There are many reasons you may not want to do that. In that case you need to go to your local police station and report your case. It pains the Sensible Midwesterner to give that advice. It seems that civilized people should be able to work out their differences without involving the authorities, but, alas, not everyone is sensible nor capable of respectful, civilized behavior, which is why we have authorities to turn to. Best of luck.

Closet Conundrum

Dear Sensible Midwesterner,

We are a family of four living in a very small house in San Francisco. I am constantly going through the closets and getting rid of clothes. If anything is stained or torn or too small, out it goes. But still, our closets are stuffed. As someone who enjoys clothes and fashion, I am not looking to go all Yankee austere, but I’m wondering what you think is a reasonable amount of t-shirts, jeans, sweaters, etc. for each person to have.
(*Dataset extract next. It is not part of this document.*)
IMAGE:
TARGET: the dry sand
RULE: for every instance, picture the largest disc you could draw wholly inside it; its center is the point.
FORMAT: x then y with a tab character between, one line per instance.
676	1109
I want to have a ballpark figure to aim for to keep things from getting out of control (you should see my children’s t-shirt drawers, for example). So, if you were starting from zero for each person, how would you stock up?

Thanks!

Closet Conundrum

Dear Closet Conundrum,

Let it be known that as a city dweller in an old house, the Sensible Midwesterner feels your pain. Quarterly clean outs and an absolute intolerance of stained, torn, or ill-fitting items are the order of the day; I’m happy to hear you are already on that train.
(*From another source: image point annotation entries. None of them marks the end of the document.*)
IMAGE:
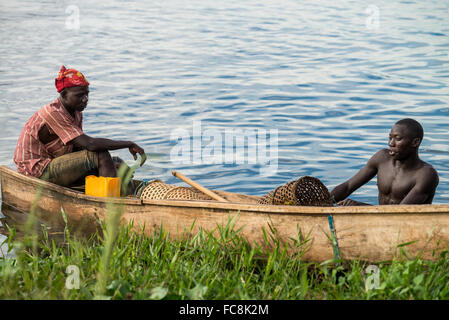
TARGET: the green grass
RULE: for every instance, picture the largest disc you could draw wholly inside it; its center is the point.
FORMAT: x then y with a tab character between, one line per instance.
121	264
124	265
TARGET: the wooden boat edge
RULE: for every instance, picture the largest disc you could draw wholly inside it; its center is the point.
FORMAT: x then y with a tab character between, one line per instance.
256	208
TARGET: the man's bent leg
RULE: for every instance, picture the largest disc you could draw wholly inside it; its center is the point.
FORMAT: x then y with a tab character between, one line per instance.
69	168
106	166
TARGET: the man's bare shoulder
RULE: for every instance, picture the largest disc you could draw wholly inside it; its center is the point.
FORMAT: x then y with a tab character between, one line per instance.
380	156
428	171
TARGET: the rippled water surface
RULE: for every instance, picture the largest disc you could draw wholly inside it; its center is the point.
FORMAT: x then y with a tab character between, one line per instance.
323	74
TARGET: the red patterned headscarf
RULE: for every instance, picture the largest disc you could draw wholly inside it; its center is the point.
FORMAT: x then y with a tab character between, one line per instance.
69	78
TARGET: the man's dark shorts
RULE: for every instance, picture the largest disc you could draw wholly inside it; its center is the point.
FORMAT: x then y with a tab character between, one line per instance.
71	169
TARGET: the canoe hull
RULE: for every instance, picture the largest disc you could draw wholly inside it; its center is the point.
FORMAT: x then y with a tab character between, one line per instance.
366	233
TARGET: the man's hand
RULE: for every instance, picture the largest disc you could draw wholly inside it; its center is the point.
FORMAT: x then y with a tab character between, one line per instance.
349	202
135	149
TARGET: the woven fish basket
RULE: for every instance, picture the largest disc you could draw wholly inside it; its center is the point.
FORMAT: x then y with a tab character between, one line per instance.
306	191
159	190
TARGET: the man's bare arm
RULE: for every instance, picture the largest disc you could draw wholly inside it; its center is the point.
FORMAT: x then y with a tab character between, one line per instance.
424	189
342	191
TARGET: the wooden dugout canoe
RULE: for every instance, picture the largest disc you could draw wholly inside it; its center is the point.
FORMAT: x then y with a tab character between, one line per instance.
371	233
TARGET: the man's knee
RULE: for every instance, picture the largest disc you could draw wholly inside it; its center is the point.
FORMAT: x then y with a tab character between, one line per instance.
104	156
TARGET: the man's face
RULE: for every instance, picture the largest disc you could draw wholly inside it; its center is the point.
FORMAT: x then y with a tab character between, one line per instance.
76	98
401	142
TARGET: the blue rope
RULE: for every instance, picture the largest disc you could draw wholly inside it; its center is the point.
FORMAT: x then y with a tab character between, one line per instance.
334	237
Contemporary practice, from my anecdotal observation, is to take whatever space one has for clothes and fill it to bursting. Live in a gracious suburban ranch with room-long closets? Fill ’em up! Is your abode a century old with closets barely a foot deep and do you live with someone with a yen for funky old dressers with drawers too shallow to properly house a chunky wool sweater? You’re going to be a tad more picky.

It appears you need to be more picky (and one assumes enforce it throughout your family) and think absolute numbers are the answer. Any sensible Midwesterner would have to agree. I have been called in to help friends clean out their closets on many occasions, but always with more of an eye to style and fit, rather than absolute number. This is, I must say, a real treat and I’m pleased to have an answer for you. Assuming you or someone in your home is willing to do laundry once a week, the answer is ten.
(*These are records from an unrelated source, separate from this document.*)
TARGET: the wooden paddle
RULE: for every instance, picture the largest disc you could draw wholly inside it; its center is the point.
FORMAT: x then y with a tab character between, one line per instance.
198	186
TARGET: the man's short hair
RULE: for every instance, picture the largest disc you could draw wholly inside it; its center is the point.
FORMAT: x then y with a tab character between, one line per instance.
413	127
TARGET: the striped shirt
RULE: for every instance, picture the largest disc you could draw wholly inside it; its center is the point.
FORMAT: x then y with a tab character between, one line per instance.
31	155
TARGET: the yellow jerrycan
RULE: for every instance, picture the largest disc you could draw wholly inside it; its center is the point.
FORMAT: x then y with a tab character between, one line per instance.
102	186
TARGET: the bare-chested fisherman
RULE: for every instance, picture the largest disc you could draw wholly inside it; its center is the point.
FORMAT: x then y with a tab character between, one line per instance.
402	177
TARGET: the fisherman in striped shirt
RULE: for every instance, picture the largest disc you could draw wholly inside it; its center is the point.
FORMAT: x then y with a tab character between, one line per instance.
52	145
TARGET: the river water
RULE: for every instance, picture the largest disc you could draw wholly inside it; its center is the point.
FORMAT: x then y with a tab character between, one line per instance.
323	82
Some things you need about ten of; for other things ten is an outside limit to provide non-austere variety but keep your closets from exploding.

With children it is relatively easy. Rather, it is easy to imagine and impose such limits. Ten days worth of outfits suffices quite nicely. For things where choice is less important – i.e. underwear, pajamas, socks – keep it to ten maximum*, that gives you a nice buffer for that weekly laundry (an extra day to get things put away, etc.) without overloading your storage system. Even for bottoms (jeans, shorts, skirts), keeping the total number to ten at the most will ensure things get worn before they get outgrown or need a seasonal (summer-to-winter-to-summer) change. Since tops tend to get layered more, stretching the number a bit makes sense, but only a bit. Younger children will need sweatshirts or sweaters that get washed after every wearing during cooler months, but as they get older having just two or three will become possible. One or two (again, depending on how dirty your kids get) seasonally appropriate jackets is sensible.

For adults the same guideline can apply. The closer to ten outfits, the better, but one can make a sensible argument for up to fourteen. When I’m feeling particularly sensible, I dream of owning a uniform (I’ve made a drawing) that would include a few layers for seasonality and would look stylish, be flattering, and be appropriate for (most) activities I engage in. In that sensible fantasy, I have seven of them and my closet is a gloriously spare thing. In any case, it is far better to have fewer outfits one is really excited about, wear the life out of them while they look great, and move along to something new than to have a stuffed closet you feel you are constantly cleaning out.

Choose your ten favorite outfits from your wardrobe. Put the rest in boxes or otherwise out of sight. See how that goes.

For people who need truly different work clothes and home clothes, ten work outfits and ten home outfits, fewer, though, if you only wear them on weekends. Note that a pair of jeans or a flattering skirt (why would one own any other kind?) may count as a component of more than one outfit.

Of course modern life means we have a fair amount of specialized clothing. Most of us need exercise or work-out clothes. You get seven, max (although if you only work out four days a week, you only get four). Formal wear or party dresses? That number depends on your social life, but for most people having more than half a dozen to choose from seems overdoing it.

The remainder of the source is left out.